“I work towards combating the myths and misconceptions surrounding eating disorders wherever possible.”


     The next interview will you show a mother´s strength to raise awareness about eating disorders. She could be any mother in this world. She is Debbie Roche and she is trainer with Plymouth and District Mind and also supports the organisation with its promotions, events and publicity. Apart from being an Associate Trainer for Plymouth Mind she is a former Health and Social Care lectures.

She possesses a PGCE in Post16 Education and Training. She is also an accredited Mental Health First Aid Trainer. She has delivered many curriculum based courses as well as numerous awareness courses throughout the year, for example, equality and diversity. However, she has written and delivers, a one-day Introduction to Eating Disorders Awareness course.

 In our meeting with Debbie, she was delighted to answer to our questions.


Debbie Roche


  • Debbie, can you introduce yourself?

     I am an Associate Trainer with Plymouth and District Mind and also support the organisation with its promotions, events and publicity.

  • Why did you decide to get involved in Plymouth Mind?

     It wasn't so much a decision, more of natural progression. I have lived experience of mental distress, as we all have to some extent. My work for the Plymouth Mental Health Network is based at Plymouth Mind so I think it was natural to help Plymouth Mind along the way. 

  • How could you help your son? 

     As soon as my (then teenage) son was diagnosed with anorexia nervosa the first thing I did was to read anything and everything I possibly could about the condition. I wanted to understand not only the illness but also be prepared to do my piece for his recovery. When my son was discharged from the young people's psychiatric hospital there was little to no support for me as a carer. The South West generally was pretty dire for eating disorder support so I set up the support and information group NotEDuk. Initially this group campaigned for a dedicated eating disorder unit in Plymouth but progressed onto other eating disorder related things. Throughout the course of his recovery I think the most important factor was him knowing that I loved him unconditionally - and that whatever the condition and recovery process was going to throw at us I would always be around.

  • How do you think Plymouth Mind can be aware of bulimia, anorexia, eating disorders…?

     Plymouth Mind is becoming quite forward thinking in terms of awareness and training. From October Plymouth Mind will be offering monthly eating disorder awareness courses, this is a fantastic step. Also, Plymouth Mind effectively utilizes its website and social media so I think it is contributing very well to raising awareness.

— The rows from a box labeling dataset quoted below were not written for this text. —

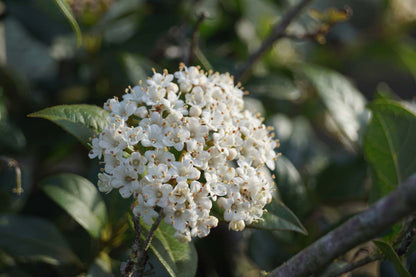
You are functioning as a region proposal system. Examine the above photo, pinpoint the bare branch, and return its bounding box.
[234,0,312,82]
[270,174,416,277]
[134,211,164,277]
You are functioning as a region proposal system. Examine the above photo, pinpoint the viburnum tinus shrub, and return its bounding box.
[89,65,277,241]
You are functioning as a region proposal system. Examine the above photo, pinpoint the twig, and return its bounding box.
[396,216,416,256]
[325,253,383,277]
[120,216,142,277]
[187,12,208,66]
[234,0,312,82]
[120,211,164,277]
[133,211,164,277]
[270,174,416,277]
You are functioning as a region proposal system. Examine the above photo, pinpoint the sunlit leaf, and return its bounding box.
[141,219,198,277]
[248,198,308,235]
[0,214,79,265]
[374,240,411,277]
[302,65,368,148]
[28,105,110,145]
[364,99,416,201]
[55,0,82,46]
[40,174,107,238]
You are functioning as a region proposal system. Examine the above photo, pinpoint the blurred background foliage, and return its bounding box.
[0,0,416,276]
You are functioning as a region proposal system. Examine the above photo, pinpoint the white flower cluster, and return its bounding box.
[89,64,277,241]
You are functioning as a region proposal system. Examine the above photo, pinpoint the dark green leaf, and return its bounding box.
[87,252,111,277]
[0,214,79,265]
[374,240,411,277]
[55,0,82,46]
[302,65,368,147]
[40,174,107,238]
[364,100,416,201]
[315,156,368,204]
[273,114,328,172]
[0,120,26,151]
[141,221,198,277]
[248,198,308,235]
[276,156,310,215]
[28,105,110,145]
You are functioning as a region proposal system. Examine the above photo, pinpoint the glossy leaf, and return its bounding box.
[374,240,411,277]
[276,156,310,215]
[364,99,416,201]
[87,252,111,277]
[55,0,82,46]
[248,199,308,235]
[315,156,368,205]
[0,120,26,151]
[40,174,107,238]
[141,221,198,277]
[302,66,368,147]
[0,214,79,265]
[28,105,110,145]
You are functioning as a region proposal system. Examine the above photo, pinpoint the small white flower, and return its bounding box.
[89,65,277,241]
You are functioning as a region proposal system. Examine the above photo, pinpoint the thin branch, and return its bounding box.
[234,0,312,82]
[143,211,164,251]
[186,12,208,66]
[396,216,416,256]
[0,155,23,195]
[133,211,164,277]
[120,216,142,277]
[270,174,416,277]
[325,253,383,277]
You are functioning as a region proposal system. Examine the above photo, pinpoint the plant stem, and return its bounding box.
[270,174,416,277]
[234,0,312,83]
[134,211,164,277]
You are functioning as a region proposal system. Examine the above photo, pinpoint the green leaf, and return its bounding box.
[0,214,80,265]
[55,0,82,47]
[28,104,110,145]
[247,198,308,235]
[364,99,416,202]
[315,155,368,205]
[40,174,107,238]
[374,240,411,277]
[397,42,416,82]
[276,156,310,215]
[302,65,368,146]
[141,221,198,277]
[87,252,111,277]
[0,119,26,151]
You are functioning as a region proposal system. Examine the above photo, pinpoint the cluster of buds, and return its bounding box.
[89,64,278,241]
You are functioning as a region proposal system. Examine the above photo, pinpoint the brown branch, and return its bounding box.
[270,174,416,277]
[186,12,208,66]
[234,0,312,82]
[133,211,164,277]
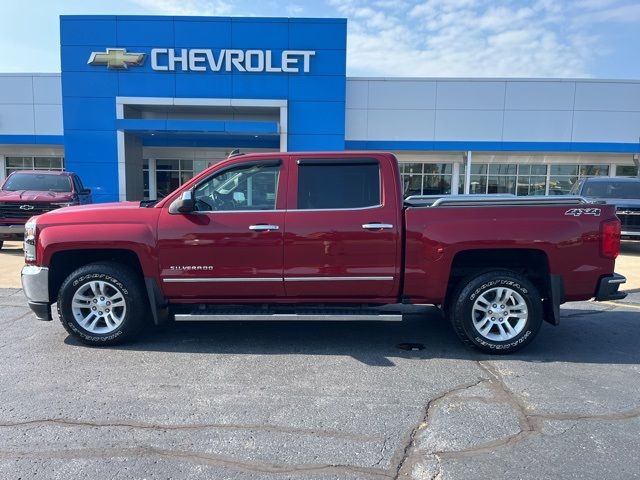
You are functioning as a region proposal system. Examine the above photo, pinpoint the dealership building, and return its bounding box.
[0,16,640,202]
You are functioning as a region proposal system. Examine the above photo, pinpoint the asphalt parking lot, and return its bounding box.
[0,244,640,479]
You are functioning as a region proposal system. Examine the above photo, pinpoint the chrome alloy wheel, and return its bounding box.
[71,280,127,334]
[471,287,529,342]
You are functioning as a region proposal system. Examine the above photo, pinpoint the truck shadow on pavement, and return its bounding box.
[65,304,640,367]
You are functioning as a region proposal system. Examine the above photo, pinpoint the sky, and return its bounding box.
[0,0,640,79]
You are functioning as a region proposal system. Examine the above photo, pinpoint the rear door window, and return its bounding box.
[298,158,380,210]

  • How is your contribution every day? 

     I work towards combating the myths and misconceptions surrounding eating disorders wherever possible, and to as wide an audience as possible. Although the media has been a useful tool there is nothing better than personally sharing lived experiences with others.

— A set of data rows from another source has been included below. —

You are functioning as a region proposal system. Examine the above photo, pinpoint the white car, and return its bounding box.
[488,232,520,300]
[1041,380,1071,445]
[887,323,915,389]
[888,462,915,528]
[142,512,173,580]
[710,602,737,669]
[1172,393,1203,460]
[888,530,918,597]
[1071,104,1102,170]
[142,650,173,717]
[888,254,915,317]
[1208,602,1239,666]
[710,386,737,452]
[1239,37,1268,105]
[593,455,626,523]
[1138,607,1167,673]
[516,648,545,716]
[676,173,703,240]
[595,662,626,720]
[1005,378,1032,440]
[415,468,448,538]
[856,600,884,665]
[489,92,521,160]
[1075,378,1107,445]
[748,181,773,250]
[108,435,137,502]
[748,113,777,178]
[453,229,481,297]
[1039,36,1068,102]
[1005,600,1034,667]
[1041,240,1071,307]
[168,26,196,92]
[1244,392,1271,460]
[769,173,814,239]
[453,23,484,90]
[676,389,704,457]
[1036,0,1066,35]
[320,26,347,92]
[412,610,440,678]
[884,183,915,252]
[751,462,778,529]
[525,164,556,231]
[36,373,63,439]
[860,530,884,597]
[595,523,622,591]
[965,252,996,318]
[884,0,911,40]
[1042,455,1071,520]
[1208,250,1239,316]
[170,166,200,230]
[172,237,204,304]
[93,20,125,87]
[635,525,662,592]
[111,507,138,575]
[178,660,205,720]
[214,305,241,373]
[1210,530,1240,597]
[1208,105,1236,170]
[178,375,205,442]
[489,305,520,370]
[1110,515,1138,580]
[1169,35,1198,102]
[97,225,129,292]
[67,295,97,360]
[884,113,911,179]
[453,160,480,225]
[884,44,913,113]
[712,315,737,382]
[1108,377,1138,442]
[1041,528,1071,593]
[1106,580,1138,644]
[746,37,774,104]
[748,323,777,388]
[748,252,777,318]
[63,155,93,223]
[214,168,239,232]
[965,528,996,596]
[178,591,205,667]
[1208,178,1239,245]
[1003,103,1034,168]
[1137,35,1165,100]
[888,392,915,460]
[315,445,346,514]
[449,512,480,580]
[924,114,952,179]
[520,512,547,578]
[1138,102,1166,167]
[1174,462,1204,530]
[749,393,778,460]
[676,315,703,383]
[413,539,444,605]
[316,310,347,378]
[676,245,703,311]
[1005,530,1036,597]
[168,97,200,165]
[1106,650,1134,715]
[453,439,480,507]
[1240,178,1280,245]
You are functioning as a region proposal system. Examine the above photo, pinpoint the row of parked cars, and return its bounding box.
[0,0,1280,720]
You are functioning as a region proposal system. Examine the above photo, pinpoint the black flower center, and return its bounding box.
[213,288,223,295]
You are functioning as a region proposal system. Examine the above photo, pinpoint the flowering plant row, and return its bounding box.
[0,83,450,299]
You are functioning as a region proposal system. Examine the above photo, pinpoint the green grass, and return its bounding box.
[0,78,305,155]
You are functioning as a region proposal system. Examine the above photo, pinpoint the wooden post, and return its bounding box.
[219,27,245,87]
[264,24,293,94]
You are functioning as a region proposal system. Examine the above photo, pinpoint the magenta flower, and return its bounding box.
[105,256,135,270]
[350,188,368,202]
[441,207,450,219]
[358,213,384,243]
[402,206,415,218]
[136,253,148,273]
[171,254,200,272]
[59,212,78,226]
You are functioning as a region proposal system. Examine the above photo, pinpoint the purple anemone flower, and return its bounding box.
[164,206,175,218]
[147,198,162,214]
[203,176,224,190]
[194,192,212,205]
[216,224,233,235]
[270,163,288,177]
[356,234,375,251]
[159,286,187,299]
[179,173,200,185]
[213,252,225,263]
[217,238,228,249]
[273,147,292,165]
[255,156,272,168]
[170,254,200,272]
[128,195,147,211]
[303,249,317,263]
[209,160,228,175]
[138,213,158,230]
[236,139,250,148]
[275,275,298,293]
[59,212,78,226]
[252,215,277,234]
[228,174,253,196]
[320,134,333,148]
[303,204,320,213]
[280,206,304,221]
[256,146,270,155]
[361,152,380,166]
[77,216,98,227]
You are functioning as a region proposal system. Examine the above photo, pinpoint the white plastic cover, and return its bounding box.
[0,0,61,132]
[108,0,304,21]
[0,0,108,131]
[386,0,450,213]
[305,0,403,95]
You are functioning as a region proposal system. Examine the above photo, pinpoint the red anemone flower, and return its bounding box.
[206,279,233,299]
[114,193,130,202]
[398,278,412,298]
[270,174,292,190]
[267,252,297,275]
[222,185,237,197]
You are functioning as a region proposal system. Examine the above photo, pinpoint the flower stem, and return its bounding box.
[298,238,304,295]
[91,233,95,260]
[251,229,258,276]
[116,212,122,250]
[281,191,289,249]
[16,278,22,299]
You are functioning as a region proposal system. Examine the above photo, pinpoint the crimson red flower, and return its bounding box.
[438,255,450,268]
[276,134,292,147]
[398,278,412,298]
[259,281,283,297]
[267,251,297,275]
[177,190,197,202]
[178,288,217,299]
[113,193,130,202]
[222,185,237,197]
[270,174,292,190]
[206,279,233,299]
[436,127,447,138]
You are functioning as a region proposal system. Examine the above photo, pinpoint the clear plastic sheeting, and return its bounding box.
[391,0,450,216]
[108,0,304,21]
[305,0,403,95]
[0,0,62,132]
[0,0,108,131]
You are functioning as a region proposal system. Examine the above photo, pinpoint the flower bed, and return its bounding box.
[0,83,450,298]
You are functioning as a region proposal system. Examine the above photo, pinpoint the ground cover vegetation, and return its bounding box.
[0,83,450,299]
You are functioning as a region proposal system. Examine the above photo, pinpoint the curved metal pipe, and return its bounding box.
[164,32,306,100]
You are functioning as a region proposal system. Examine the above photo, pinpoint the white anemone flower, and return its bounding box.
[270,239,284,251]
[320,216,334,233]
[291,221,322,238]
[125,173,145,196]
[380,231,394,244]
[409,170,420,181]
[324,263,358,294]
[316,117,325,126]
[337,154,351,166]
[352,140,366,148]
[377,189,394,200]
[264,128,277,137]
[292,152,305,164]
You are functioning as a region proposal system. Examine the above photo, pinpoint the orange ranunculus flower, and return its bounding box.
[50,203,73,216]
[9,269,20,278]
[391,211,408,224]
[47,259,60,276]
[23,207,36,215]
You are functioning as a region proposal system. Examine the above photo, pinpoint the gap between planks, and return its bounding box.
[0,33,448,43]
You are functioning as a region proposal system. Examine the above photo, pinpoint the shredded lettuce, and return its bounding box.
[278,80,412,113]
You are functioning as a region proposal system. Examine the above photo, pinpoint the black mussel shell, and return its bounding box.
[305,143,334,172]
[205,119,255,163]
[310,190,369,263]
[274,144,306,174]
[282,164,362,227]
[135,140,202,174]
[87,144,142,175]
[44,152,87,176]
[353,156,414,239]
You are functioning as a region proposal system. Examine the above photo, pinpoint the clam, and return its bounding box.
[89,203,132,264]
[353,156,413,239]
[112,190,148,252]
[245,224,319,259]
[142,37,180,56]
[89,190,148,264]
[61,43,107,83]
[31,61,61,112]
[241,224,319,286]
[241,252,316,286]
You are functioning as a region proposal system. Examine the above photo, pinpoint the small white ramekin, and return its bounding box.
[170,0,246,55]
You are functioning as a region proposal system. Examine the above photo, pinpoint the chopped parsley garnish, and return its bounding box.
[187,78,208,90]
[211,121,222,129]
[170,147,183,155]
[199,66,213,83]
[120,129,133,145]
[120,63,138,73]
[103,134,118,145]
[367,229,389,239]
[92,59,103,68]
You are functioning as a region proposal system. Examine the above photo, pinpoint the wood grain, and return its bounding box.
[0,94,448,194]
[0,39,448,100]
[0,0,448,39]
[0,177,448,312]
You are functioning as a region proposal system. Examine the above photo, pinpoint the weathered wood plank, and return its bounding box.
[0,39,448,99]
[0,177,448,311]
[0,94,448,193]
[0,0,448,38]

  • What is the message you want to tell the world about this type of problem? 

     First and foremost I would like to emphasize to the world that eating disorders are complex, psychological illnesses that can affect anyone, anywhere in the world. They are not lifestyle choices and should certainly be taken very seriously. People should be mindful that someone living with an eating disorder is not attention seeking they need the attention of appropriately trained and well-versed professionals. Eating disorders are the most fatal of psychological conditions and everyone should be made aware of the heartache, pain and distress that they impose on the lives of not only the sufferer but also individuals and communities associated with the sufferer.